One of Anna Jarmics’ artwork

Anna Jarmics  lost her hands when she was 10 years old, while trying to save her younger siblings from a grenade. It happened in 1945, as the Soviet army invaded her native Hungary, one of the soldiers lobbed a grenade that landed amongst her siblings while they played in a yard.

“We were playing in the sand and they threw a hand grenade in between us. I was the oldest one, so I grabbed it and tried to run but I tripped on the side of the walk,” she says candidly. “I went right down and it exploded in my hands.”Anna said.

But a life of struggle was only beginning for Anna Jarmics who eventually moved to Toronto.

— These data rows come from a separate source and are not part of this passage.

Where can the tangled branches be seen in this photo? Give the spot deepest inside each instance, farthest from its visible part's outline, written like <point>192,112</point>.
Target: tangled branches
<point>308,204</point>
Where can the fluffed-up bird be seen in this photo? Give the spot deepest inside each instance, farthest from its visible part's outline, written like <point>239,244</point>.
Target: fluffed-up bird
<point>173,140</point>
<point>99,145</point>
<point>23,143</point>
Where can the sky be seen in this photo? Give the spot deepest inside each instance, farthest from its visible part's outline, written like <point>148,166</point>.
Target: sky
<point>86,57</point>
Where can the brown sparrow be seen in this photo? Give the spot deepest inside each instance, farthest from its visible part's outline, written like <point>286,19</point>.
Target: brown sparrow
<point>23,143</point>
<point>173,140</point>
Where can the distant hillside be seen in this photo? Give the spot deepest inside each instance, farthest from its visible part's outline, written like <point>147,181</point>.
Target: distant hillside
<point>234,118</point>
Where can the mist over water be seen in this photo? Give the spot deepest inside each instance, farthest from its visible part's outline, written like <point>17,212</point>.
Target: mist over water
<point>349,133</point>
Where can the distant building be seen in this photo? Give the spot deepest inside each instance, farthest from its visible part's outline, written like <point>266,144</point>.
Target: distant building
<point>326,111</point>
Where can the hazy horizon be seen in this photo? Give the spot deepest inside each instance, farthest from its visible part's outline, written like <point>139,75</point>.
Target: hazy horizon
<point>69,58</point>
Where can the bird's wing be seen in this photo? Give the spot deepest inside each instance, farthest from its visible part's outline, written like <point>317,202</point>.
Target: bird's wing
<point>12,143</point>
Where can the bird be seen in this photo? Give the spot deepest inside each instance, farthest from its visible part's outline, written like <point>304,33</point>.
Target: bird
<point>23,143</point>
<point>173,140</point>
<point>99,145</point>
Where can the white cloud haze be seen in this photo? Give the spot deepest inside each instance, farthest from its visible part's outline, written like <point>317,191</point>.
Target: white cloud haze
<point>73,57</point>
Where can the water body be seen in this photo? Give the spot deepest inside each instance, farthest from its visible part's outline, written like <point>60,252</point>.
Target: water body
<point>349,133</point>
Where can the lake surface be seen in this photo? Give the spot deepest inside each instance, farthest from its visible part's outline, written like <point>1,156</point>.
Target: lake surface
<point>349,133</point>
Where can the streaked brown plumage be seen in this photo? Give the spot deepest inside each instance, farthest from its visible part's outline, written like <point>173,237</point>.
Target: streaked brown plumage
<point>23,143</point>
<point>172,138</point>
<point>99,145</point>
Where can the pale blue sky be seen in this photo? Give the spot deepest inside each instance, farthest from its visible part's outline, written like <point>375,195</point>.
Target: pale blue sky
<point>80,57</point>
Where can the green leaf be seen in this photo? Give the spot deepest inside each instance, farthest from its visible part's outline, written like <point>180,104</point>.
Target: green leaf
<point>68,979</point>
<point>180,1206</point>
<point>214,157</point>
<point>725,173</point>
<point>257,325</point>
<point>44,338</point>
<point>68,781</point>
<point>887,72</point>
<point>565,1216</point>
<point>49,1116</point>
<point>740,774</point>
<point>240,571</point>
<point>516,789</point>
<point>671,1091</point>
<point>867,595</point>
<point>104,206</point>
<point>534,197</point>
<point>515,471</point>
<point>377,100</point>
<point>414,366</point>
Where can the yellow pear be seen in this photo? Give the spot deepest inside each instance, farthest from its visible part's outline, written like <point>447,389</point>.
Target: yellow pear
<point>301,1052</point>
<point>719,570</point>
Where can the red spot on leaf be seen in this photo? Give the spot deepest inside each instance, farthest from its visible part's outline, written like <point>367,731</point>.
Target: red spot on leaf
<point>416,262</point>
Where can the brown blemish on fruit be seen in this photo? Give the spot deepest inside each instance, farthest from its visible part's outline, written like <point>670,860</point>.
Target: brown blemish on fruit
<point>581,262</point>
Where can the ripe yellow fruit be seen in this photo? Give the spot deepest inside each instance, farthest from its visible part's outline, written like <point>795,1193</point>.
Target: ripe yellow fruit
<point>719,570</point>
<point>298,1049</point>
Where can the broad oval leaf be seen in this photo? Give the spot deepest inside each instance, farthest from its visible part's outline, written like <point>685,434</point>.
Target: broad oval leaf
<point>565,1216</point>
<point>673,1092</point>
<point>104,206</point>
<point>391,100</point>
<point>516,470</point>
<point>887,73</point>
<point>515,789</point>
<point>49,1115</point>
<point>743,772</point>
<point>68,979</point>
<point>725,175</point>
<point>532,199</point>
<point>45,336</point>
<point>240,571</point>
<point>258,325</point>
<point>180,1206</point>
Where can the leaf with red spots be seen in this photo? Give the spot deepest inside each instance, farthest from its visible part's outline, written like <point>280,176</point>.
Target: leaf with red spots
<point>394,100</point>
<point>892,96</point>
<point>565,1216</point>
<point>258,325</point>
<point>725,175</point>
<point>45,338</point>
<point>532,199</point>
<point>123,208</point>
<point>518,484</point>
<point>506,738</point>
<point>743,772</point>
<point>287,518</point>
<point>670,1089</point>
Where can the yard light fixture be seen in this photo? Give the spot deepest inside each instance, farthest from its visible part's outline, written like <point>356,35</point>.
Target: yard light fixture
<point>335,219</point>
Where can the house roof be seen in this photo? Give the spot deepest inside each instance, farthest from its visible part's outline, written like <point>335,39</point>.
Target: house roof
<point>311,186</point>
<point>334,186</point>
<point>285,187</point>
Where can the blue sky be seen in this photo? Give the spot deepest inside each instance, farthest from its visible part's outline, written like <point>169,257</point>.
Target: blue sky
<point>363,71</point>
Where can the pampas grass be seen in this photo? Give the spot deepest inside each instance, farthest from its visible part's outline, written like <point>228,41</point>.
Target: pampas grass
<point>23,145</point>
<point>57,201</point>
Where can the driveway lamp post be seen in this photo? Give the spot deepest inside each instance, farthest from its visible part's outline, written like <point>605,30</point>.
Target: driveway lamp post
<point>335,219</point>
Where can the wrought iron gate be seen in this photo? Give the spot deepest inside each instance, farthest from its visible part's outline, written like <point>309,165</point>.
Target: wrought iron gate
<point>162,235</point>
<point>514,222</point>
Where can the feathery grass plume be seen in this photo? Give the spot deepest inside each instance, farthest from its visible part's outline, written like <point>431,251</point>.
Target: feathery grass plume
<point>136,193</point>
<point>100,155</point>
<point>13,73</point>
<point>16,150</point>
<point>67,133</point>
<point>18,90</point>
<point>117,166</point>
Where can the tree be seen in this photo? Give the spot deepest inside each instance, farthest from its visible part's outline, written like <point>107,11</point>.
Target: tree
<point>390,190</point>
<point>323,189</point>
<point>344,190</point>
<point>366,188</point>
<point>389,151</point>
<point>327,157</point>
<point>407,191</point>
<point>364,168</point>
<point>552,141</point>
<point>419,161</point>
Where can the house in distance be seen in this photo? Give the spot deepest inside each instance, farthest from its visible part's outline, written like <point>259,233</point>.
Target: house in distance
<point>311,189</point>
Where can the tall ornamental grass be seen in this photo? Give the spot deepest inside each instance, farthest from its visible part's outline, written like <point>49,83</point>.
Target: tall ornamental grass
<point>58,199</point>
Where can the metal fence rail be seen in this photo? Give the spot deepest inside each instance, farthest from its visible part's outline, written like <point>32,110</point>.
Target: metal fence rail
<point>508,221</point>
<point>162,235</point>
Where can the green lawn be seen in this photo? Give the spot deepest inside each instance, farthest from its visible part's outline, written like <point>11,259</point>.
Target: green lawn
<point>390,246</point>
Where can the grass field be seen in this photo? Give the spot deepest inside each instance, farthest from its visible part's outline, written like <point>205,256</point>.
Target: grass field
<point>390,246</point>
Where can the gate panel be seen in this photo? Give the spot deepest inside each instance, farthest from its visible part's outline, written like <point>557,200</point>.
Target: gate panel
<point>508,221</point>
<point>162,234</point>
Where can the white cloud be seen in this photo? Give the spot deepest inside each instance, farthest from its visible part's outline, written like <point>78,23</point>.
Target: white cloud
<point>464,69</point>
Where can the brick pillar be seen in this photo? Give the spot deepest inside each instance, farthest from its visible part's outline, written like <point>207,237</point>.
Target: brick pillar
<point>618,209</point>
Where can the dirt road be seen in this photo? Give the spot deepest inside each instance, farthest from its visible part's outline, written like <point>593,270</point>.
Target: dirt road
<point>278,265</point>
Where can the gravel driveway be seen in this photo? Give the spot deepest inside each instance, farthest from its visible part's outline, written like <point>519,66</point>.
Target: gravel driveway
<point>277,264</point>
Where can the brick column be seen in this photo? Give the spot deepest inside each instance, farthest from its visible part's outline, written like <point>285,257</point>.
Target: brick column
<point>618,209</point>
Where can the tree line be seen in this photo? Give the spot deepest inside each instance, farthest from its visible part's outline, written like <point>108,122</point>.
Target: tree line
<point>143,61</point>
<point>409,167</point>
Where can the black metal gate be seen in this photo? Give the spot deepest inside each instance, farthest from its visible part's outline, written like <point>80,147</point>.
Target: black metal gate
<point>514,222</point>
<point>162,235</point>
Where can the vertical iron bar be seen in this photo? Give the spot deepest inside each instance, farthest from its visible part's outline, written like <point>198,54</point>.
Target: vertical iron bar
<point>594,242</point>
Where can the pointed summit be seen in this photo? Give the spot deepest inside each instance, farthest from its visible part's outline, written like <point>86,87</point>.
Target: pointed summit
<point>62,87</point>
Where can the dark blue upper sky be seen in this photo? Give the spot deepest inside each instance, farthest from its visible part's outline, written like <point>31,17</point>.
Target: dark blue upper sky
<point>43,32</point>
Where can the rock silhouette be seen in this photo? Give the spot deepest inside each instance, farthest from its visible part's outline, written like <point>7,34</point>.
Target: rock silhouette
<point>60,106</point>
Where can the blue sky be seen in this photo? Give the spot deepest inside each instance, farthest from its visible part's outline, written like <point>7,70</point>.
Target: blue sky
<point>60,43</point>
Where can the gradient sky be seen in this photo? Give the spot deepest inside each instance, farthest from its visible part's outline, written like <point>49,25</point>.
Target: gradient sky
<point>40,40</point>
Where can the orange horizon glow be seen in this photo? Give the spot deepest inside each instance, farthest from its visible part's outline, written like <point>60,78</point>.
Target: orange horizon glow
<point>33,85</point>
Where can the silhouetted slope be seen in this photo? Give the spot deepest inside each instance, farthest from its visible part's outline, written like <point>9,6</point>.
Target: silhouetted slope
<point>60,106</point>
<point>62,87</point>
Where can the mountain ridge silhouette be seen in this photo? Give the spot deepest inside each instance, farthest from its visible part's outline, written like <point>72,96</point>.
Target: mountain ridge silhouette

Shortly after arriving in Canada, Jarmics found herself as a single mother of four after her husband, fighting demons of his own, raided their bank account and left his family.

It was 1968 and she struggled to find someone who would hire her. When Jarmics went for an interview for a cleaning job in a hospital, everyone was sure she could not do the job. She told the interviewers “Let me work two weeks, I said. If you’re not satisfied, if I can’t do your job, what you wanted, I said, I leave without pay. I worked there for five and a half years.”

When her children grew up, three of them moved to Calgary. Jarmics joined them there and is now also a water colour artist, her work often being used on greeting cards.

Jarmics started playing darts, and is now a double medalist at the Alberta 55-Plus Winter Games.

Also at the YWCA, Jarmics is an inspiration to her students who area learning English as a Second Language.”When she comes into our classroom, the class shines,” says Silvana Saccomani of the Calgary YWCA.

Jarmics says she’s never made excuses, never mourned the loss of her hands and doesn’t seek pity for a tough life lived. “I never worried about, ‘I haven’t got hands’.. A lot of people turn around and say, ‘I can’t do this, I can’t do that.’ and I always turn around and say, ‘there’s no such a thing.'”

She is an inspiration for the way she took a devastating loss and turned it into gain.